I have spent the last 50 years measuring each rising star – Newcombe, Borg, McEnroe, Connors (I always say that the difference between those two is that McEnroe hated losing and Connors loved winning), Sampras, Agassi, Federer, Nadal, Djokovic – against my gold standard – Rod Laver. Comparisons are, of course, in some sense meaningless. Each player is necessarily a product of his time, and shaped by specific equipment, playing surface, timetable and training parameters. I think each fan is to some extent similarly a product of his formative years.
However, Laver’s performance on the professional circuit in the six years between when he turned professional and when the grand slam tournaments became open to professionals, is sufficiently impressive to suggest that, had he not ‘lost’ those six years of opportunity, he would have won more major titles than any other player so far has. In addition, he changed the way the game was played, turning defensive shots into attacking ones. Before Laver, if you chased down a lob on your backhand, you threw up a lob in return. Laver’s wrist strength allowed him to play a topspin backhand drive cross-court or down the line, while running back. If I had to choose one player who gave me most pleasure to watch, it would definitely be either Laver or Federer, and I’m glad I don’t have to choose between them, but have been privileged to enjoy them both, and so many others.

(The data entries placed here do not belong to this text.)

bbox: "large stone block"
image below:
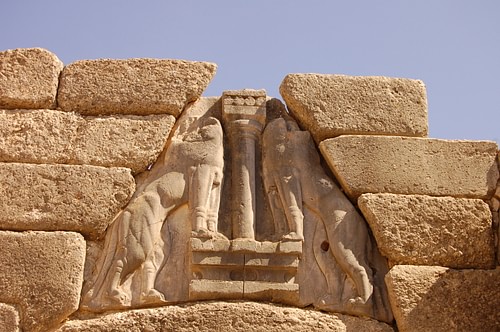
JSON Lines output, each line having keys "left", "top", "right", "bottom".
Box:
{"left": 0, "top": 109, "right": 175, "bottom": 173}
{"left": 0, "top": 303, "right": 19, "bottom": 332}
{"left": 358, "top": 193, "right": 495, "bottom": 268}
{"left": 0, "top": 163, "right": 135, "bottom": 239}
{"left": 0, "top": 231, "right": 85, "bottom": 332}
{"left": 0, "top": 48, "right": 63, "bottom": 110}
{"left": 57, "top": 302, "right": 394, "bottom": 331}
{"left": 58, "top": 58, "right": 217, "bottom": 116}
{"left": 385, "top": 265, "right": 500, "bottom": 332}
{"left": 320, "top": 136, "right": 499, "bottom": 200}
{"left": 280, "top": 74, "right": 428, "bottom": 142}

Sadly, Tao hasn’t started playing tennis yet…but he was, coincidentally, involved in a sporting contest in failing light last week.

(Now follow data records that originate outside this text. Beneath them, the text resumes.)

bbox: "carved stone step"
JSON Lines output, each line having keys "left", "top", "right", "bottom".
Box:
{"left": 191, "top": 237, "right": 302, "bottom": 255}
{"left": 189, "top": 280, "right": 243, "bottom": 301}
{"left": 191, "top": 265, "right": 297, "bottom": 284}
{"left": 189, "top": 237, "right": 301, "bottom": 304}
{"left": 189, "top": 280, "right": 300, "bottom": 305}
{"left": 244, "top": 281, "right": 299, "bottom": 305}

Great post on tennis. Rod, the Rocket, Laver won 200 tennis singles titles, which is more than anyone else in the history of tennis. I love watching him play as a youngster.
Roger Federer is a player with such physical grace I doubt we will witness another player like him for a long time.
Two Wimbeldon finals stand out in my memory; Ken Rosewell winning when he was really old for a tennis player, around 39 or 40 I think and the 1972 final which I saw on TV in London between Arthur Ashe and Ilya Nastassi, the later who introduced temper tantrums on the court.
I have never forgotten the contrast between the behaviour of Ashe and Nastassi.By chance I was in Roy Emerson’s hometown of Blackbutt last week on my way to the Bunya Mtns.
Thanks for the post and the memories it invoked. 🙏😄
Thanks, Andrea. Ah, Rosewall! I don’t know that I’ve ever seen a player who seemed at first so unevenly matched, but Rosewall’s speed, touch, and his incredible intelligence and ability to read the game and anticipate, made him a formidable opponent. One correction which it genuinely grieves me to make. Rosewall, unbelievably, never won Wimbledon, and must be the greatest player never to win it. He lost in the finals to Drobny, Hoad, Newcombe and, 20 years after his first Wimbledon final, Jimmy Connors (the only time I didn’t enjoy seeing Connors win a match). Rosewall was 39 at the time, and you felt this would be his last chance.